BRIEF DESCRIPTION OF THE DRAWINGS
[0025] FIG. 1 schematically illustrates a vehicle including a
detector device designed according to an embodiment of this
invention.
[0026] FIG. 2 schematically illustrates interfering signals.
[0027] FIG. 3 schematically illustrates an example received signal
characteristic including interference.
[0028] FIG. 4 is a flow chart diagram summarizing an example
approach to removing interference from received signals.
DETAILED DESCRIPTION
[0029] FIG. 1 schematically illustrates a detector device 20
supported on a vehicle 22. The example detector device is useful
for detecting objects in a pathway or vicinity of the vehicle 22
for one or more purposes. Example uses of the detector device
include adaptive cruise control, autonomous vehicle control and
driver assistance. In some embodiments, the detector device 20 uses
RADAR technology and in other embodiments the detector device 20
uses LIDAR technology.
[0030] The detector device 20 includes a plurality of receiver
components 24 that detect radiation directed toward the receiver
components 24. In some examples, the receiver components 24 each
include an antenna. Although not illustrated, the detector device
20 may include a transmitter associated with each receiver
component 24. The transmitter transmits a signal or wave away from
the vehicle 22 and any reflected signals or waves that reflect off
of objects in the path of the radiation returns toward the vehicle
22 where it is detected by the receiver components 24. A processor
26 includes known capabilities for processing received signals for
detecting or identifying objects in the pathway or vicinity of the
vehicle 22. For example, the processor 26 is configured or suitably
programmed to identify or determine range, range rate, and angle
information based on received signals.
[0031] As schematically shown in FIG. 1, a transmitter 30 of
another device, which may be supported on another vehicle for
example, emits a signal or wave schematically shown at 32. The
transmission from the transmitter 30 is directed generally toward
the receiver components 24. When that signal or wave 32 is received
by the receiver components 24, it typically has a much higher
amplitude or signal strength compared to signals or waves that are
reflected off of target objects. Since the signal 32 from the
transmitter 30 may be received at the same time and in the same
frequency band as reflections off of target objects, that signal 32
causes interference and can hinder the ability of the processor 26
to make appropriate determinations regarding target objects.
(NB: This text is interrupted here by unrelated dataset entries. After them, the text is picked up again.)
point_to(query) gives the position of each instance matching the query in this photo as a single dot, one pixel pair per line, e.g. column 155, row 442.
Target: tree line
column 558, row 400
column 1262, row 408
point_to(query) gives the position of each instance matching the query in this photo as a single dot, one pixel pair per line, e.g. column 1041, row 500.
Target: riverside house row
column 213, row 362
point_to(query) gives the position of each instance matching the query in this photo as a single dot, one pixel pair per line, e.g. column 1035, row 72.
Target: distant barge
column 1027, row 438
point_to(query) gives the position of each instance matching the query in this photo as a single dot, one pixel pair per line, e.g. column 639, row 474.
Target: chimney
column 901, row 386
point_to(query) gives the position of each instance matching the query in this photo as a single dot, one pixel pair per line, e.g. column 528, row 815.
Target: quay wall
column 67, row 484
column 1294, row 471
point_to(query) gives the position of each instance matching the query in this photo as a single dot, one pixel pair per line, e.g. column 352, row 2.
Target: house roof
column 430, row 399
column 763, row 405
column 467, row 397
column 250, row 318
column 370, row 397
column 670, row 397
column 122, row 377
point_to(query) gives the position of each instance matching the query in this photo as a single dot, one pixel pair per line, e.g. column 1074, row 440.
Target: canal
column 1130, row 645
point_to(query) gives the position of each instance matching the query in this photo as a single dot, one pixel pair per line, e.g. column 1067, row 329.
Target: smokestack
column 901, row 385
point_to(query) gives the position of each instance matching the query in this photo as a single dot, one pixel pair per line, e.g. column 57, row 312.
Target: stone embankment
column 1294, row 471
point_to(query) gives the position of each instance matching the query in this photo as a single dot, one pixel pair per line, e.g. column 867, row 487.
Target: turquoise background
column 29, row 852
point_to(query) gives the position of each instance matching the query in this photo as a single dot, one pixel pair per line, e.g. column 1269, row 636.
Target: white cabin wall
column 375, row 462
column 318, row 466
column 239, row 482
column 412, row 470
[0032] FIGS. 2 and 3 illustrate an example scenario in which an
interfering wave or signal 32 coincides with received signals 34.
The resulting received signal at a receiver component 24 may be
represented by the plot 36 in FIG. 3. As shown at 38, the
interference caused by the signal or wave 32 has a much larger
amplitude than a remainder of the received signal.
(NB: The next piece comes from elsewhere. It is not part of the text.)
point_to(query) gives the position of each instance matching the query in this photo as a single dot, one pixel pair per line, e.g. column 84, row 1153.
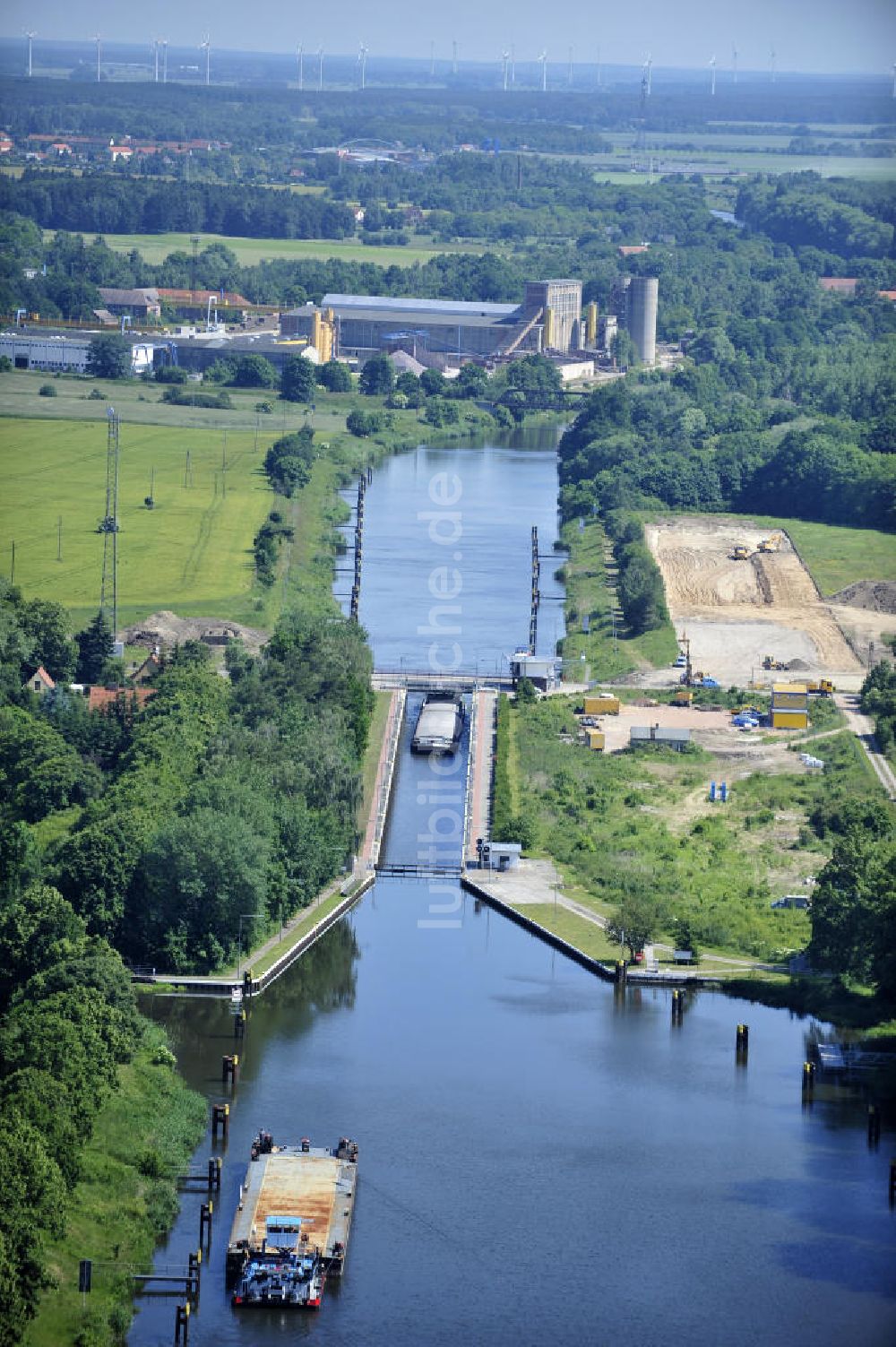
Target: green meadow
column 192, row 552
[0033] The processor 26 is configured or suitably programmed to
effectively remove the interference from the received signal so
that the received signal may be processed for identifying or
detecting one or more target objects. FIG. 4 is a flowchart diagram
40 that summarizes an example approach for removing the
interference from the received signals. At 42, signals or waves are
received at each of the receiver components 24. Each of those
received signals includes interference. In some example
embodiments, four antennas receive one or more signals while in
other embodiments, there are eight antennas that receive signals
including interference.
[0034] The example of FIG. 4 includes establishing a correlation of
the received signals at 44. In an example embodiment, the
correlation is determined or established by determining a
covariance matrix of the received signals that include
interference. In some embodiments, a time series sample is obtained
from each of the receiver component antennas and those samples are
considered the received signals for purposes of establishing the
correlation.
[0035] In an example embodiment that uses RADAR signaling, during
one pulse or chirp, the received samples that include interference
can be denoted as X.di-elect cons.C.sup.M.sup.r.sup..times.N, where
N is the number of corrupted samples including interference and
M.sub.r is the number of receive antennas. X=X.sub.R+X.sub.I, where
X.sub.R are the reflected signals from a target object and X.sub.I
are the interference signals. The covariance matrix determined at
44 for establishing the correlation of the received signals can be
represented as R=XX.sup.H. Such a covariance matrix represents all
possible correlations of the data corresponding to the received
signals.
[0036] At 46, principal components of the correlation are
determined, for example, by performing a singular value
decomposition of the covariance matrix R. Other example embodiments
include using a linear regression or a diagonalization of the
covariance matrix for identifying the principal components, which
correspond to the interference. The singular value decomposition
SVD(R) can be denoted as [U, .SIGMA., V]. Identifying the principal
components of the correlation of the received signals identifies or
isolates the interference signal from the remaining data of the
received signals, which is the radiation reflected from one or more
target objects. Given that the interference typically has a much
larger amplitude as shown at 38 in FIG. 4, the principal component
identification approach isolates the interference from a remainder
of the signal.
[0037] At 48, the identified principal components are removed from
the signals. An output corresponding to the signals without the
interference is provided at 50. Removing the identified principal
components is accomplished in one example embodiment using an
orthogonal projection matrix to effectively replace the
interference with the underlying data of the received signals. The
output corresponding to the signals without interference can be
represented by =P.sub..perp.X, where P.sub..perp. is the orthogonal
projection matrix P.sub..perp.=I-U (:,1)*U (:,1).sup.H where I is
the identity matrix. With this approach, the interference of the
received signals is represented by singular vectors corresponding
to the maximal singular value.
[0038] The output provided at 50 can then be used in known RADAR
range and Doppler signal processing for angle finding, object
detection or object identification, for example.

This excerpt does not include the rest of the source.